Health insurance giant Aetna Inc said it would comply with the policy but needed "to study the mechanics of this unprecedented decision before we can understand how it will be implemented and how it will impact our customers."
Republicans seized on the issue, seeing a chance to paint Obama as anti-religion and put him on the defensive as signs of economic improvement appear to have re-energized his re-election bid.
The policy shift was aimed at preventing the issue from becoming a liability for Obama with Catholic voters, while at the same time trying not to anger his liberal base. But it was unlikely to assuage all of the concerns of church leaders, who offered no immediate reaction.
But Sister Carol Keehan, president of the Catholic Health Association of the United States, praised the result, saying she was "pleased and grateful that the religious liberty and conscience protection needs of so many ministries that serve our country were appreciated."
While Obama's fellow Democrats also lauded the move, Fred Upton, Republican chairman of the House of Representatives Energy and Commerce Committee, rejected it and said he remained committed to rescinding it.

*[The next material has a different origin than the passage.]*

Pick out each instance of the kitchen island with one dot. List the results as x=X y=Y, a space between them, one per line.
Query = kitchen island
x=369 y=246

The prospects for that are dim in a deeply divided Congress.
The controversy pushed a hot-button social issue into the media spotlight ahead of November 6 presidential and congressional elections. Republicans hope to use it to galvanize their conservative base, but it is unclear whether it will resonate with the broader electorate.
'IT'S HUGE'
The regulation at the center of the controversy requires religious-affiliated groups such as charities, hospitals and universities, but not churches themselves, to provide employees coverage for birth control as other health insurance providers must do. The Catholic Church opposes most methods of birth control.